Hidey hi chickiedees! (And chickiedoos if there are any menfolk here)
I've just joined this forum today after browsing through it for a couple of days so I thought the best place to start off on a new forum is in the intro section!
So... About me.
Well I'm Lunaaabelle, ok, no I'm not really but let's pretend
I've just turned 25 at the beginning of the month, I have a wonderful boyfriend who I've been dating since January 2015 and we're planning to move in together around June time! (Exciting right!) Currently I live in my childhood home with my younger sister, we get on really well she's like my best friend <3
I love to scrapbook, make cards, play The Sims, read fantasy and romance novels, get out into nature, read Tarot, binge watch tv shows and practise my photography. I'm also super interested in cosplay - I've only done one so far but would love it do more!
I am obsessed with Disney and have the soundtracks in my car, I also love female fronted bands like Evanescence, Within Temptation and recently, Sleigh Bells.
I'm also at my heighest ever recorded weight. Hence the reason I am here.
My weight journey has been long and painful. At a very early age I have disliked myself, not liking my body, my face, my hair, or who I am. As a teenager this manifested it's ways that I'm not sure can be discussed here?
At 14 I became depressed and started hurting myself.
At 15 I started starving myself and competing with The Ana Girls. I also got my first boyfriend.
At 17 I was so thin that I had bruises on my ribs from sleeping on my front. I was also at my lowest and was forced into therapy.
At 18 I failed to get into uni and my boyfriend (still the same one from age 15) started becoming abusive in a number of ways.
At 20, just before my birthday, he dumped me. I was relieved.
At 21 my new, much older boyfriend, said if I didn't stop hurting myself he would leave me. I replaced the pain I was causing with food. And this is where binge-eating replaced restriction.

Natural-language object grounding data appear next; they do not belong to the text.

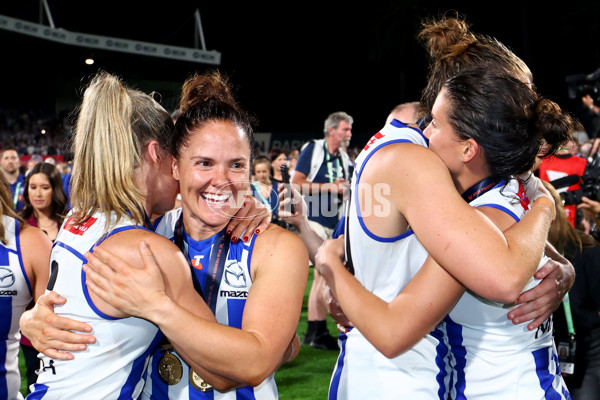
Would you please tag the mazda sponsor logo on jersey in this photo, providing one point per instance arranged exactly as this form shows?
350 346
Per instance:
7 277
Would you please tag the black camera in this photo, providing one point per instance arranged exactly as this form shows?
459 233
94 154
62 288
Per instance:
581 84
590 187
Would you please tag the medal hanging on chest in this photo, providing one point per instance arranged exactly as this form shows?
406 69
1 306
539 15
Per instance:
217 258
170 368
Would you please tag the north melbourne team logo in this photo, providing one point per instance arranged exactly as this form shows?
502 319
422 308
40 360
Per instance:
234 275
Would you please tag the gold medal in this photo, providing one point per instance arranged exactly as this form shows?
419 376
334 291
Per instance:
199 383
170 369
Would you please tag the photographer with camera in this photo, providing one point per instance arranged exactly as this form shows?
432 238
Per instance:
588 111
565 171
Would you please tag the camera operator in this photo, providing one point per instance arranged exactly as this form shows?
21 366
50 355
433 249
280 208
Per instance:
587 111
564 170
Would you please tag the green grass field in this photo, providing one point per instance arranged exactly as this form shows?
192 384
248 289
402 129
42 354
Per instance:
305 378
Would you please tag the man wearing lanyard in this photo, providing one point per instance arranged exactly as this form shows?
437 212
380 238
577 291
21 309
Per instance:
321 175
10 163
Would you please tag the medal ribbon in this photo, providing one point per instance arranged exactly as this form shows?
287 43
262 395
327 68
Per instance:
480 188
16 196
218 256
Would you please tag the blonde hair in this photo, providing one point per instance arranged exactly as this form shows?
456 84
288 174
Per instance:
6 206
114 125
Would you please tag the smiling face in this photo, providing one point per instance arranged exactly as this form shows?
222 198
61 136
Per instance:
213 171
40 192
280 160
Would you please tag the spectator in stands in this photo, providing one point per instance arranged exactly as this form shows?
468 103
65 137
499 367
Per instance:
322 173
10 164
32 162
278 158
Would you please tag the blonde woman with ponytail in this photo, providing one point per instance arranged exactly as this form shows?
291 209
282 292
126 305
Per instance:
122 174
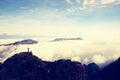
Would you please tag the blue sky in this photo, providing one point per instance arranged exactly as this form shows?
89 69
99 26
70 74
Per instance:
86 18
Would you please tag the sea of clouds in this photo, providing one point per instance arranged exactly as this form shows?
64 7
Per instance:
84 51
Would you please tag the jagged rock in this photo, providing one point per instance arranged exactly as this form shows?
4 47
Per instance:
110 72
26 66
23 66
92 70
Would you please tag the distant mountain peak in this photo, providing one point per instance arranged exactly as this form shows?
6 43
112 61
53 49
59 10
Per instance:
22 42
64 39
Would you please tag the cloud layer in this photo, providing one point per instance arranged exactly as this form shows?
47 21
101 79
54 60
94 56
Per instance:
82 51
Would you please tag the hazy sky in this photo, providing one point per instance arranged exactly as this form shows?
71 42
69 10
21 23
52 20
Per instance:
85 18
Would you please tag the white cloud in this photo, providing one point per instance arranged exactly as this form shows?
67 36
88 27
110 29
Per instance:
99 59
78 1
107 1
69 1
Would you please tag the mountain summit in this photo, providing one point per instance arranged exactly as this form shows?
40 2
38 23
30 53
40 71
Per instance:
26 66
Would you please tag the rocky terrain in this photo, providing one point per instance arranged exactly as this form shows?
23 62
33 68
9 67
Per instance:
26 66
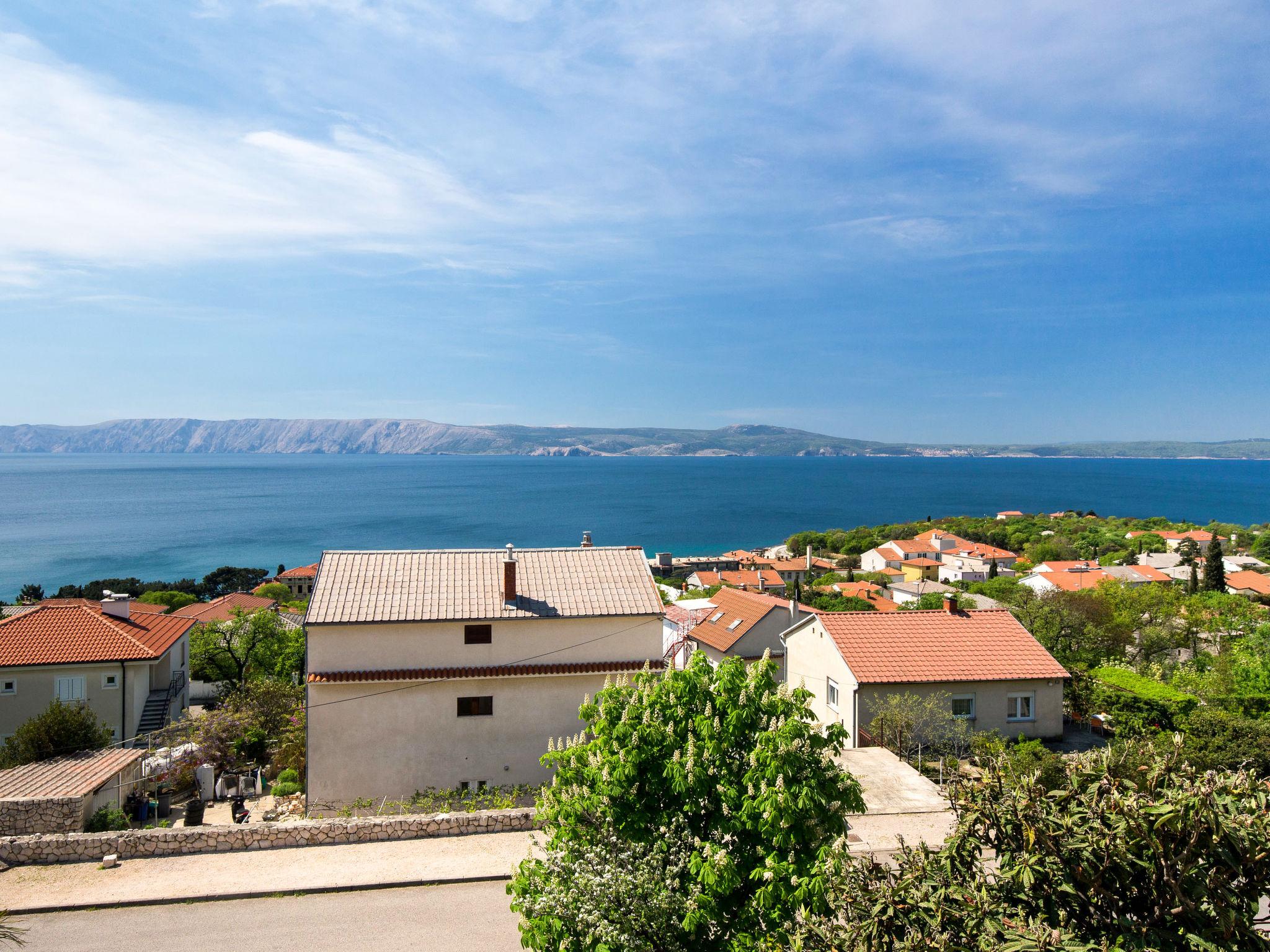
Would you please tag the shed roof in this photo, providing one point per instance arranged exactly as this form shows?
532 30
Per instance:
73 776
458 584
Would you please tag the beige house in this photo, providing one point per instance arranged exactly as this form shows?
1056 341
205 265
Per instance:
453 668
998 676
126 662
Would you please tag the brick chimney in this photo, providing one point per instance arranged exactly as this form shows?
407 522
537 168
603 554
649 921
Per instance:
510 575
116 604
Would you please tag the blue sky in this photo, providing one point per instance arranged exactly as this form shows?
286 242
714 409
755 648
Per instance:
923 221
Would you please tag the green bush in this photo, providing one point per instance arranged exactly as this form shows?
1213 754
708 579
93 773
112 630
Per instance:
107 819
1139 703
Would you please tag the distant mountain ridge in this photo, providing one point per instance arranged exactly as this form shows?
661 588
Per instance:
415 437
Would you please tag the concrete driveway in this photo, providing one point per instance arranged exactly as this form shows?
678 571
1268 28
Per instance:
902 806
429 918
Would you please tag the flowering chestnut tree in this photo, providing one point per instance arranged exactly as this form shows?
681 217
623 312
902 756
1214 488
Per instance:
695 811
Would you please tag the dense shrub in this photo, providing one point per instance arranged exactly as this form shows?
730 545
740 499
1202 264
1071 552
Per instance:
107 819
1169 860
714 782
1137 703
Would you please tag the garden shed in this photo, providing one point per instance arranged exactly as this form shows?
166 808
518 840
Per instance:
60 795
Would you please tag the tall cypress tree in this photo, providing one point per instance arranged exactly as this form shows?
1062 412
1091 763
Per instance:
1214 570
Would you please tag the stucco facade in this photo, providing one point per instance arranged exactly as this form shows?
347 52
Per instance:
813 660
116 691
390 738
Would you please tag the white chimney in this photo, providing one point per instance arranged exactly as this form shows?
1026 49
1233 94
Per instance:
510 575
116 604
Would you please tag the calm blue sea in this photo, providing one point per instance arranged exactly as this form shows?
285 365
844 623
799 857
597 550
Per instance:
75 518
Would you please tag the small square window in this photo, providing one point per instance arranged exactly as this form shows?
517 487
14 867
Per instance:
478 633
477 706
1019 707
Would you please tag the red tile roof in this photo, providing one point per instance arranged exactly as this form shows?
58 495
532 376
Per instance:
73 776
301 571
134 604
81 633
964 546
1251 580
746 576
911 648
744 609
221 610
1075 582
498 671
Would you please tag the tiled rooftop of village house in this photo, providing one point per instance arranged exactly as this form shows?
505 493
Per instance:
420 586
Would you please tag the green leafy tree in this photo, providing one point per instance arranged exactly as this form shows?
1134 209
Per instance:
1214 569
58 730
229 579
246 646
724 763
1188 551
173 599
276 591
1161 857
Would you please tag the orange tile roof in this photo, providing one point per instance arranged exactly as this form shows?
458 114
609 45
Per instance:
81 633
1075 582
301 571
221 610
1251 580
465 584
71 776
746 576
922 646
745 609
134 604
964 546
495 671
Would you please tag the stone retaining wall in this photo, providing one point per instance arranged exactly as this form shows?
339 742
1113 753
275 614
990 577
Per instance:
30 815
179 840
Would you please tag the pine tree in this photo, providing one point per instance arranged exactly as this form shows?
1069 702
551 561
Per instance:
1214 569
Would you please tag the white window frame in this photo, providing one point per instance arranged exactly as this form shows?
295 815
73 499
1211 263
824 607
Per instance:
1013 707
76 681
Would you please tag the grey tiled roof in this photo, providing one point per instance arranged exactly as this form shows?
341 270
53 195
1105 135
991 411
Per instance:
468 584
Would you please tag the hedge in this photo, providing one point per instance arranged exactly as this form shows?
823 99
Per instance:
1137 703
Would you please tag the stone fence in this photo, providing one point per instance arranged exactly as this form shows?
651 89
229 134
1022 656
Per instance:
29 815
179 840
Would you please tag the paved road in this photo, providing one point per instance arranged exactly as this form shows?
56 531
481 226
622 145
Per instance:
465 915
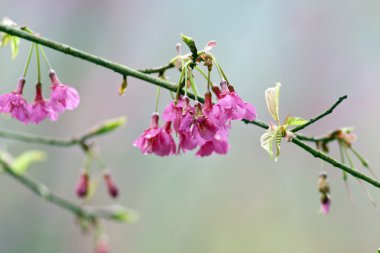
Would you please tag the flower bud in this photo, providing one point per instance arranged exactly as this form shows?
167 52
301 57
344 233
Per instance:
102 245
324 189
112 189
83 184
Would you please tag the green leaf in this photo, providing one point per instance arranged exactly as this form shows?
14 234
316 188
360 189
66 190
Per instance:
121 213
278 145
21 163
272 97
15 45
107 126
267 139
295 121
191 44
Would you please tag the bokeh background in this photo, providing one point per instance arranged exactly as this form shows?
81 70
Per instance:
242 202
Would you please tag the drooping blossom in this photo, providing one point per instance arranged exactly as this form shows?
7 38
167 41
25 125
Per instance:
179 112
40 110
325 205
219 144
15 104
62 96
199 124
111 187
156 140
231 105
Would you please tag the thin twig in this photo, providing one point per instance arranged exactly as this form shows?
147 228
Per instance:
126 71
43 192
330 110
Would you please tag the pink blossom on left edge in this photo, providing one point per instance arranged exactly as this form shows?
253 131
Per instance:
62 97
15 104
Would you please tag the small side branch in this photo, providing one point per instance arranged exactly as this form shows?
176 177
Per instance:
43 192
330 110
335 163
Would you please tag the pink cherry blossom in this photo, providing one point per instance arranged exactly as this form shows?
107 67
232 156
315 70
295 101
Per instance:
62 97
15 104
111 187
156 140
40 110
199 124
219 144
186 142
325 206
230 103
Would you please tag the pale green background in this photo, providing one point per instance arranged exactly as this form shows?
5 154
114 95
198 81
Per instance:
242 202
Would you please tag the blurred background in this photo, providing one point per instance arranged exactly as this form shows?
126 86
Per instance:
241 202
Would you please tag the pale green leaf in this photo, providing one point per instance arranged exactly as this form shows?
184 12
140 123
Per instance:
21 163
272 96
121 213
278 144
295 121
191 44
15 45
267 140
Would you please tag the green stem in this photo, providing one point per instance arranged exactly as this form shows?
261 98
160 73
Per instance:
220 70
335 163
330 110
28 60
193 86
157 98
45 58
38 64
124 70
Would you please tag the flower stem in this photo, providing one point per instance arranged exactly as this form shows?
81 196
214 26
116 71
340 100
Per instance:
208 81
157 97
44 57
38 65
220 70
28 60
193 86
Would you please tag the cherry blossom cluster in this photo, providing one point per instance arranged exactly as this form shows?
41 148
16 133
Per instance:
203 126
62 97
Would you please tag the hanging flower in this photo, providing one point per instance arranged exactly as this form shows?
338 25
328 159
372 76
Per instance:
83 184
111 187
219 144
62 97
232 106
156 140
40 110
15 104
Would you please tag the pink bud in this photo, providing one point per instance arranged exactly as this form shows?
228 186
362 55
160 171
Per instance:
112 189
83 184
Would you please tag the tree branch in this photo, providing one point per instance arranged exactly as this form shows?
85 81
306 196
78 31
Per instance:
330 110
335 163
42 191
126 71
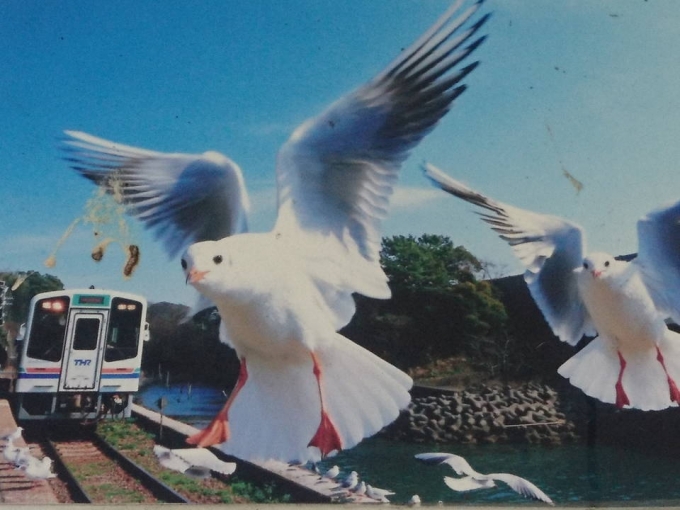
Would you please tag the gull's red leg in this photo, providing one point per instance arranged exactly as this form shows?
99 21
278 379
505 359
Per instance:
675 393
217 430
327 437
621 397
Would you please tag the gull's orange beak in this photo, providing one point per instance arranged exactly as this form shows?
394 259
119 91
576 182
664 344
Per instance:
195 275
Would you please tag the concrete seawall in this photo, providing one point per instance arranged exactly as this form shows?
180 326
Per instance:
530 413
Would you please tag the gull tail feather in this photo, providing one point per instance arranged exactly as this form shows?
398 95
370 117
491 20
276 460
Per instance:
277 412
596 368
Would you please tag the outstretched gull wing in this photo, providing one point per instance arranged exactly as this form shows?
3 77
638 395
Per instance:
551 248
458 463
659 257
337 171
182 198
468 483
521 486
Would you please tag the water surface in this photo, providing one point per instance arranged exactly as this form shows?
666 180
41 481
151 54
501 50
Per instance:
569 474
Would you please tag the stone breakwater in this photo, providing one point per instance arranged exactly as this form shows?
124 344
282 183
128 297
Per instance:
527 413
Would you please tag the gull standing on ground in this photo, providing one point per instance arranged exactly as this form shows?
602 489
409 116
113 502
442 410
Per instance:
332 473
14 435
303 390
38 469
635 359
378 494
197 462
473 480
351 481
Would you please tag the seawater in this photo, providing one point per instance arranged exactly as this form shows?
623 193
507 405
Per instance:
569 474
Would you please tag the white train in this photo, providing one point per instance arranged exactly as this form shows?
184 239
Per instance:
80 354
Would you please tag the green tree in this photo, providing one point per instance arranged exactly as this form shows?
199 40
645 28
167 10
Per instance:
428 262
438 308
24 285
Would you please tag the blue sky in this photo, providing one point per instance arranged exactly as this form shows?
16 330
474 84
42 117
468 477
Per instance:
590 87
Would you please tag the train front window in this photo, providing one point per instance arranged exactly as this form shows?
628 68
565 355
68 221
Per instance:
87 335
48 330
125 321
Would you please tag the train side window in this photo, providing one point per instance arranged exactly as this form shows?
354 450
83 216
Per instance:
48 329
125 321
86 336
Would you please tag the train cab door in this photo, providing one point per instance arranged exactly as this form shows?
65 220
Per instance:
83 350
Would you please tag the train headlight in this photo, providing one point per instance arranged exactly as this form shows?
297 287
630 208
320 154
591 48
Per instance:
54 305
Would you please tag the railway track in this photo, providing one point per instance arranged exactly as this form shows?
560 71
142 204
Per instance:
95 472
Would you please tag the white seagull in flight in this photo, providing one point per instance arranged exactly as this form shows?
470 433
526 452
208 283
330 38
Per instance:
303 390
472 480
635 359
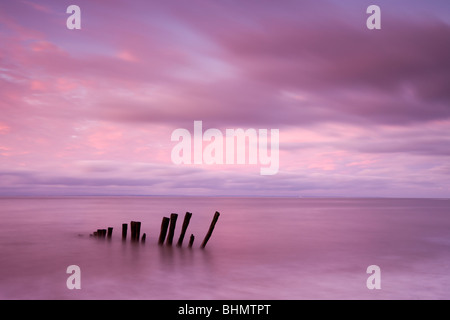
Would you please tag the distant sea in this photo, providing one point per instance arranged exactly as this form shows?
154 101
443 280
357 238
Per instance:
261 248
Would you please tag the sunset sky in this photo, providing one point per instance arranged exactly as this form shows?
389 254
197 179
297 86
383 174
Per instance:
361 113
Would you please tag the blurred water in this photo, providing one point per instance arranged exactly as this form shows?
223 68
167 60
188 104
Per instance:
261 248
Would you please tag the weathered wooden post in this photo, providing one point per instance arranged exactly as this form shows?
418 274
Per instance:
164 226
110 232
191 241
133 230
187 218
173 222
211 228
138 230
124 231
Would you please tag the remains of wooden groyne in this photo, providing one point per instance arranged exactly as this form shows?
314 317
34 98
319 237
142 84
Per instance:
166 234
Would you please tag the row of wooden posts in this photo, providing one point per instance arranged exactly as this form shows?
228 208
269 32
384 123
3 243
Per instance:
167 225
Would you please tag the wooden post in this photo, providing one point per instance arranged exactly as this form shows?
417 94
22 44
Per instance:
138 230
211 228
187 218
191 241
124 231
164 226
132 230
173 221
135 227
109 232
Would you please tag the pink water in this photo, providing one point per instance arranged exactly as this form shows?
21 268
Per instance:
261 248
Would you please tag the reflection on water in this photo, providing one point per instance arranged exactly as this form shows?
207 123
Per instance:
260 249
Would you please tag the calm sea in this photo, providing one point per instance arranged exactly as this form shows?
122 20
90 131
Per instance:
261 248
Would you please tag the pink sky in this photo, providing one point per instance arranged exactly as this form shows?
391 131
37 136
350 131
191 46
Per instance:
360 112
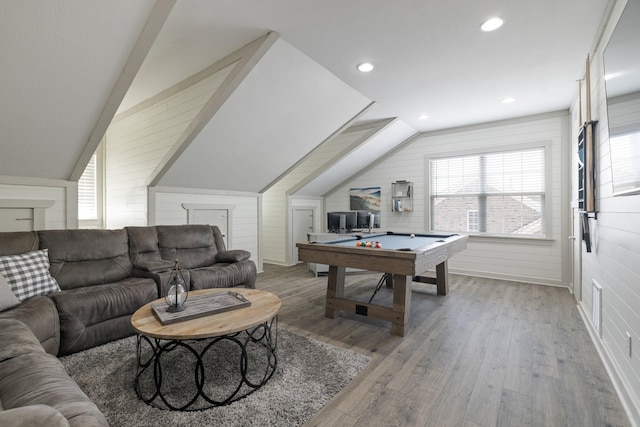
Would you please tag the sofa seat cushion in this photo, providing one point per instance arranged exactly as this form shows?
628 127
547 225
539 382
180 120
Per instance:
39 378
40 315
33 415
85 313
16 340
221 275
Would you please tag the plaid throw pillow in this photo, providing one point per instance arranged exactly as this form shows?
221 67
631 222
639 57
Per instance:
28 274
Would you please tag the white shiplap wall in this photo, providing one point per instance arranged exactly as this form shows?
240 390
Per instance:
61 214
614 262
540 261
138 140
166 203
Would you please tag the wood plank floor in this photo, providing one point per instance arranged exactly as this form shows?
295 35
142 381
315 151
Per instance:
490 353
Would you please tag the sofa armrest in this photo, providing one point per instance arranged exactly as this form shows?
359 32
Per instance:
234 255
154 266
33 415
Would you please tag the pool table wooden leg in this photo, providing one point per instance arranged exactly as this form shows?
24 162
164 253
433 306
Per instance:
335 288
442 278
401 303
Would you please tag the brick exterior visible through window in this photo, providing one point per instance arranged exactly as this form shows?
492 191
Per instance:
493 193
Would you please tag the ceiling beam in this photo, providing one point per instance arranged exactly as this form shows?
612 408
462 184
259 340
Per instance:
246 59
147 37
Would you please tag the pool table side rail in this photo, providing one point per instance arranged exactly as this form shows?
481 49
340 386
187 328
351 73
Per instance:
409 263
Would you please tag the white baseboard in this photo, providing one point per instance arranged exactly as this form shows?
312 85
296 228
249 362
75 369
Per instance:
631 407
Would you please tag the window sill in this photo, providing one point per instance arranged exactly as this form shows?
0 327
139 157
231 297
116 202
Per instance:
514 240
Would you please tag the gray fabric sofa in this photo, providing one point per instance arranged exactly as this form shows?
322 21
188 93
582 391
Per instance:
104 277
204 260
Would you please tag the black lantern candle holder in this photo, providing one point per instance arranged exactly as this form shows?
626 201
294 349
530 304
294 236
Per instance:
177 294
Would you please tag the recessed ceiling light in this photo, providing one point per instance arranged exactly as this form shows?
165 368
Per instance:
492 24
365 67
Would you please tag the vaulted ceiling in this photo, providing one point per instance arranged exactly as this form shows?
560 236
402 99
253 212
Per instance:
68 66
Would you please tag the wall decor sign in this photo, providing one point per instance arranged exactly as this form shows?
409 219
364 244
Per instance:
367 198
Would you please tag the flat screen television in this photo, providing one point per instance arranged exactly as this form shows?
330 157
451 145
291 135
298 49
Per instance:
368 219
342 222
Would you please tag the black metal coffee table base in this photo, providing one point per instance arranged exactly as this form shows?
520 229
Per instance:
191 375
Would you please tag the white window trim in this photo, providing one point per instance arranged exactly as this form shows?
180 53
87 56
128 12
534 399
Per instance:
548 226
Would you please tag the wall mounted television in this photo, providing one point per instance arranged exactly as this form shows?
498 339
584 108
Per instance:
342 222
368 219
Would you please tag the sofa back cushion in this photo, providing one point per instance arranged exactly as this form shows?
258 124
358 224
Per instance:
18 242
193 245
87 257
143 245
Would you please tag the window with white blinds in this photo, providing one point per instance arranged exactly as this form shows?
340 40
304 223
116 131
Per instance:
88 192
493 193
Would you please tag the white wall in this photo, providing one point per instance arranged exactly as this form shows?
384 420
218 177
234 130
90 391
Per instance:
139 139
64 211
543 261
614 262
165 205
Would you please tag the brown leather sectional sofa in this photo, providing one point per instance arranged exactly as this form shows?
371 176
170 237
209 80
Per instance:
104 276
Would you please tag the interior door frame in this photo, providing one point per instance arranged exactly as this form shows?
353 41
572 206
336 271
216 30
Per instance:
292 243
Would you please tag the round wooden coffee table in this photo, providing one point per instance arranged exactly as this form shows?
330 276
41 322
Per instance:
206 361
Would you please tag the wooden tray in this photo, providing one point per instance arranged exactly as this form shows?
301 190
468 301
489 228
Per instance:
201 305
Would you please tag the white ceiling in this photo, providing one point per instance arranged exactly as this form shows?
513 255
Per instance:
430 56
63 63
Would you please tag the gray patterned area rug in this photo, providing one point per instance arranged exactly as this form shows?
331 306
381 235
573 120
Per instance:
308 375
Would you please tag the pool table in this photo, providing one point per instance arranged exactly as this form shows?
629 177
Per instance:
402 257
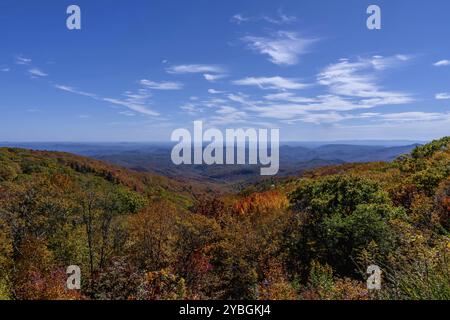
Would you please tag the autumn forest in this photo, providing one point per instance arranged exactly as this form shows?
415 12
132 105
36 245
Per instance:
140 236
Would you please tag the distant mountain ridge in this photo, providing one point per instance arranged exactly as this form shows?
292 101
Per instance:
294 159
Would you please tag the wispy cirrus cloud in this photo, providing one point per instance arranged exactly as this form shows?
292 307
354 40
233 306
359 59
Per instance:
276 82
349 86
214 77
21 60
357 79
134 101
442 96
35 72
164 85
442 63
196 68
279 19
282 47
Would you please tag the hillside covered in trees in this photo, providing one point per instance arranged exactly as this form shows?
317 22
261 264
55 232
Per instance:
141 236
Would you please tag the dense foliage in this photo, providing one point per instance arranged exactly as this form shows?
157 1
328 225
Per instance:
139 236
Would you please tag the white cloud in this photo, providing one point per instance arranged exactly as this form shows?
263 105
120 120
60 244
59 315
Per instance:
127 113
22 60
133 101
161 85
414 116
289 97
283 47
442 96
214 91
213 77
239 18
277 82
442 63
195 68
359 80
280 19
35 72
75 91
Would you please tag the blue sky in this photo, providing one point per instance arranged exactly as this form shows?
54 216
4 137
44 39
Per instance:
140 69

I have been a binge-eater ever since. I clearly have never learnt to deal with my triggers, and instead eat until they are quiet. I am now able to recognise this though so I am hoping that in time I can conquer it.
At 22 he dumped me as my mental health was "too hard" for him.
At 23 I met my current boyfriend, and have gained lots of realtionship weight but I love him and we're very happy together.
I now weight 206lb. My lowest weight at 17 was 124lb.
I have decided after seeing recent holiday snaps that now is the time to change, for good, to be healthy as well as attractive.
I want to learn to get over my water phobia in the long run and learn to swim, I want to start Roller Derby and Pole lessons, I want to complete the C25K programme. Right now, I'm just starting small with going to the gym on a more regular basis!
I'm hoping to make friends here, and hopefully build a support network.
This is a little snapshot into who I am, I hope you like her.